The "framing" of a shot simply indicates where the cinematographer has placed the borders of an image. For every individual shot in a film, someone has to decide where the camera will be in relation to the actors and the space they are in. The cinematographer's decisions about the movement of the camera are critical in telling the story effectively.

At the beginning of a new scene, the cinematographer will generally include an establishing shot. This term is sometimes used in a very literal way—to describe a shot of the building in which the next scene will take place, for example—but more often it refers to an initial wide shot that establishes the spatial relationships of people and other details that will be shown later in the scene in closer shots. The establishing shot helps the viewer become oriented to the new location.

Framing is not unique to filmmaking, as your students will see as they view and discuss paintings and still photographs in the first section of the activity sheet. You might also want to discuss with your students the staging of a play as a form of framing.

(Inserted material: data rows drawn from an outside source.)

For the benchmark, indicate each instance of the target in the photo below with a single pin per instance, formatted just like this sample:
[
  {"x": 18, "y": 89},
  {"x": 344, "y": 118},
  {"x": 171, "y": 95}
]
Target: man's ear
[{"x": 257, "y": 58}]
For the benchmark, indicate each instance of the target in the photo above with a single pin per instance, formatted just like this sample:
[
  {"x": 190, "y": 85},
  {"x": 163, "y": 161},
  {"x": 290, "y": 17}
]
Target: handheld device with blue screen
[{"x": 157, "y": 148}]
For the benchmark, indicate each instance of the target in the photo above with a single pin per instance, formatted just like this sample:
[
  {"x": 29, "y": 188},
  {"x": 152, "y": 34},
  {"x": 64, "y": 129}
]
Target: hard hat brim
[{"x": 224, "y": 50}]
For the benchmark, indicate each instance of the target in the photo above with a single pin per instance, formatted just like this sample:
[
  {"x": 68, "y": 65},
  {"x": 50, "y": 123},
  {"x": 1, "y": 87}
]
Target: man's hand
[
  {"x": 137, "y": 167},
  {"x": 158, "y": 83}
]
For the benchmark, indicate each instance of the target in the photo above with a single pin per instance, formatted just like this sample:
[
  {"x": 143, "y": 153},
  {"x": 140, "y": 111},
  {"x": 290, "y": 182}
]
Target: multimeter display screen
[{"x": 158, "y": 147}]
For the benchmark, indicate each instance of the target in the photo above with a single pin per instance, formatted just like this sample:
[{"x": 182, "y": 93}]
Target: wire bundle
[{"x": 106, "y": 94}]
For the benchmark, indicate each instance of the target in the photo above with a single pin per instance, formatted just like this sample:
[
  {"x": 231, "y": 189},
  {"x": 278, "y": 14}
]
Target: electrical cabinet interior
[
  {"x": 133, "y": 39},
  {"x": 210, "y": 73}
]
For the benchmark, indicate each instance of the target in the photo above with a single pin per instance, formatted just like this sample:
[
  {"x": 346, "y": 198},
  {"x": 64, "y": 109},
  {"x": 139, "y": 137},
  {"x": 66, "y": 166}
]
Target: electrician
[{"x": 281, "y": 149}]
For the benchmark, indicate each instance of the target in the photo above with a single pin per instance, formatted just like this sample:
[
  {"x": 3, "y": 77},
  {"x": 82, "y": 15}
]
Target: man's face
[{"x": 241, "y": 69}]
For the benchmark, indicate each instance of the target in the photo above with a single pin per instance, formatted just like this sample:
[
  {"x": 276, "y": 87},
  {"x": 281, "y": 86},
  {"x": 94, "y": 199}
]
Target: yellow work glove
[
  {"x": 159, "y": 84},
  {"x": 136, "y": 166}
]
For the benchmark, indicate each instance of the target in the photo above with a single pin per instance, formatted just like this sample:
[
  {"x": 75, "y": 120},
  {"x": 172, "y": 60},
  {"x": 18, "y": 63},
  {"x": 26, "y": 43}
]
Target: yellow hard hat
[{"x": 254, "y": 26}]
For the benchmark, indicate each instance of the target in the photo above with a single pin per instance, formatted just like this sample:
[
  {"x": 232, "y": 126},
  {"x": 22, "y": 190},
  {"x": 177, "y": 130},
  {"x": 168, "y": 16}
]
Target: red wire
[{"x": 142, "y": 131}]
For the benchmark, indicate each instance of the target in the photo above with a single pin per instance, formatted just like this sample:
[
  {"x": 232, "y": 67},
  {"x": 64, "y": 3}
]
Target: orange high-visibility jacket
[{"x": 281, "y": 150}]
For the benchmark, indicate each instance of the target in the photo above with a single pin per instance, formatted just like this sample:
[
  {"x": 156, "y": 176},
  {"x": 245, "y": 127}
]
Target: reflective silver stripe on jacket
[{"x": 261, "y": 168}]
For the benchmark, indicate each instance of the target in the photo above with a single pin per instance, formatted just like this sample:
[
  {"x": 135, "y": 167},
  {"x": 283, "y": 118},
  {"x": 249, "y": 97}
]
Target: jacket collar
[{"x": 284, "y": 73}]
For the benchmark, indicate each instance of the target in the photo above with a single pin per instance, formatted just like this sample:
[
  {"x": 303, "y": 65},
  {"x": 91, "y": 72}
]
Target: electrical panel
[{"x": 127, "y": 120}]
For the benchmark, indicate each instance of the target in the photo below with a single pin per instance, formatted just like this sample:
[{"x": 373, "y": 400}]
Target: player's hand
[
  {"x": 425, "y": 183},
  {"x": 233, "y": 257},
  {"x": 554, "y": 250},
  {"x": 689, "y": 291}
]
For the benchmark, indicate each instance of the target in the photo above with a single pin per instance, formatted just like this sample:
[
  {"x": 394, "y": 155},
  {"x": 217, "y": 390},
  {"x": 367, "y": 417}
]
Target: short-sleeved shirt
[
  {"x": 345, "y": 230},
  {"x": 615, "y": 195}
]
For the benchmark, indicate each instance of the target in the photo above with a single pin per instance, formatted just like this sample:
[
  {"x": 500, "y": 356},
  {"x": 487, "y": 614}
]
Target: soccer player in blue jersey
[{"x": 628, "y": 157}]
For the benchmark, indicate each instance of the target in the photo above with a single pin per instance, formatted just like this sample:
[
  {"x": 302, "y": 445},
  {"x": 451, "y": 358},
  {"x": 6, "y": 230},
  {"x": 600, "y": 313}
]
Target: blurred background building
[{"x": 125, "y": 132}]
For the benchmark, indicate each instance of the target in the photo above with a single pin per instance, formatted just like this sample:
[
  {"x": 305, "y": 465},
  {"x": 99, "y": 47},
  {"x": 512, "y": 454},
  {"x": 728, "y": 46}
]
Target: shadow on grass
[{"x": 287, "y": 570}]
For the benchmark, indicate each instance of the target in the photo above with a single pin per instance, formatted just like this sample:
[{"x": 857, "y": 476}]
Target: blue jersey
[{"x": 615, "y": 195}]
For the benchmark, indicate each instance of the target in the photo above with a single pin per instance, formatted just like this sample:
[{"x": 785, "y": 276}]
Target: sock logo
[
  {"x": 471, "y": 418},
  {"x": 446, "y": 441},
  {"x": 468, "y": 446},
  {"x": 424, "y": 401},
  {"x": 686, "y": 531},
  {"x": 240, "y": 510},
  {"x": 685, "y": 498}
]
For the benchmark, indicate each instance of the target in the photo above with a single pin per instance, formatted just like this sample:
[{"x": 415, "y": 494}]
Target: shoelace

Constructing a cardboard viewfinder: The standard aspect ratio of a screen image until the mid-1950s was four units wide and three units high (this is expressed as 1.33:1), which is still standard for television screens. For film, the ratio is 1.85:1. To construct a viewfinder with the same ratio, students will need a piece of cardboard that measures 8.5" x 11". They should mark three points that are 2.25" from each edge on the 8.5" sides and three points that are 1.8" (approximately 1 7/8") from each edge on the 11" sides. They should connect the points, outlining a 4" x 7.4" (approximately 7 3/8") rectangle. Students should carefully cut along the lines to create their viewfinders.

Supplementary Activity:

Have your students view a recent film. As they watch, ask them to pay special attention to the framing of important scenes in the film. Students should analyze each scene using the same criteria they used for still pictures and paintings.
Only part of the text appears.